Educate me on this infamous thing called a Carbon Ring.

mtnbound

WKR
Joined
Nov 8, 2016
Messages
1,707
Location
N. Idaho
I grew up in a family of hunters and shooters, and I have been shooting for decades with various cartridges and have never experienced a Carbon Ring buildup in a chamber. Yet I see it mentioned fairly regularly. I do not clean my rifles (other than black powder ones), and I have not cleaned them for a long time, so, in my experience, it's not caused by lack of cleaning. I have no supporting evidence, but I believe most people actually clean their rifles because it's always been done that way. I watched a guy at the range recently clean his rifle after every 4 shots. When asked why, he said it was to reduce carbon buildup and improve accuracy. I said ok and went back to shooting my uncleaned 223 rifle.
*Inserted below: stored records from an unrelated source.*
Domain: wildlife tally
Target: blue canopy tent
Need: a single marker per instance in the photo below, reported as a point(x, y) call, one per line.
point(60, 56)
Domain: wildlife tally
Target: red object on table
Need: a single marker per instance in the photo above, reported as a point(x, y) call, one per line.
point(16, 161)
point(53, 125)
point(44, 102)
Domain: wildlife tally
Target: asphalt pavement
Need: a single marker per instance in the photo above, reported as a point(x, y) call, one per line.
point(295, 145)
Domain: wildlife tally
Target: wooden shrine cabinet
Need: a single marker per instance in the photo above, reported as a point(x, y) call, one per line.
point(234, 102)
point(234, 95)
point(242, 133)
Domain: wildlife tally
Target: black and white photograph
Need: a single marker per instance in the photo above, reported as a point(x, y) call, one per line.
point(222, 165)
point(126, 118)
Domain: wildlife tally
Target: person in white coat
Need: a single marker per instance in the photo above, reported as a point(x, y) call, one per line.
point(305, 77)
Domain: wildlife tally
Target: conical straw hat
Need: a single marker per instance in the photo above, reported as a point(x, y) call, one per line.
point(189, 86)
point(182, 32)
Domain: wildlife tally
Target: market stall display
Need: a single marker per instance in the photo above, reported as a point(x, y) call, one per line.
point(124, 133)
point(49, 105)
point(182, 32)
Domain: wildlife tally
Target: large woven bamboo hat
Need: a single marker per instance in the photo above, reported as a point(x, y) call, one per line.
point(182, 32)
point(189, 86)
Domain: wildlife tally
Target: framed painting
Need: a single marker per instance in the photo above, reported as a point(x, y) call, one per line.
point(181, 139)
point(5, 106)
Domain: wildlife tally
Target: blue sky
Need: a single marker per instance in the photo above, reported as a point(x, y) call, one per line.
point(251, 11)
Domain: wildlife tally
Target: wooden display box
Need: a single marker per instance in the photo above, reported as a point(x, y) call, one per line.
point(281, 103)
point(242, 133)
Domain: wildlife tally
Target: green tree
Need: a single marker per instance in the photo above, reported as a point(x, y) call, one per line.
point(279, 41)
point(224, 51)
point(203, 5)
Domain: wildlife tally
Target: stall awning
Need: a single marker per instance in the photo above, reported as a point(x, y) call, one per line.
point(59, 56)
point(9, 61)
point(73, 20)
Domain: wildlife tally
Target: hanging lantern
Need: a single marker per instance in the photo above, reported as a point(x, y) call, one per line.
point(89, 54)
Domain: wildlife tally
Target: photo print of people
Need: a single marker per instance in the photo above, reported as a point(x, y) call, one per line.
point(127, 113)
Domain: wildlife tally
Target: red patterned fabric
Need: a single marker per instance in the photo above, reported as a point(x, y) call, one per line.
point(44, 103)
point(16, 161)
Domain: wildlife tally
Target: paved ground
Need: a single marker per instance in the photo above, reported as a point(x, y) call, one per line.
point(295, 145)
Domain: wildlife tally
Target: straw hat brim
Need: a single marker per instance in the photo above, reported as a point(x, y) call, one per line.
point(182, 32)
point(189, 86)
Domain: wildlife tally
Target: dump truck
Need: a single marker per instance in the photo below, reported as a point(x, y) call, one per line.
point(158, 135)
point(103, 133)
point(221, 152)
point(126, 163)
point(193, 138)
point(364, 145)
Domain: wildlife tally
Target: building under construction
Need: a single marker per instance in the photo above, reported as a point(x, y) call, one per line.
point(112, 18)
Is this carbon buildup from a particular powder manufacturer, powder burn rate, powder volume used in a case, shooting too little, shooting too much, weather, using inappropriate cleaning products, aliens, or what? I have a hard time believing that I, or anyone else in my circle, have just been lucky and never experienced one.
 
If you're not cleaning your rifle you will have a carbon ring. It might not cause you any problems but it's there. Look in your barrel with a borescope and you'll see it.
 
Imagine shooting through a doughnut made of incredibly hard grit. Every shot adds copper and carbon. At some point the hole in the doughnut gets smaller than the bullet is in diameter and strips the bullet which eventually stops the rifling from working in extreme cases.
 
I believe it's mainly a PRC thing. In other words, cartridges designed with tighter than average tolerances. I have a 7PRC and it builds up a carbon ring.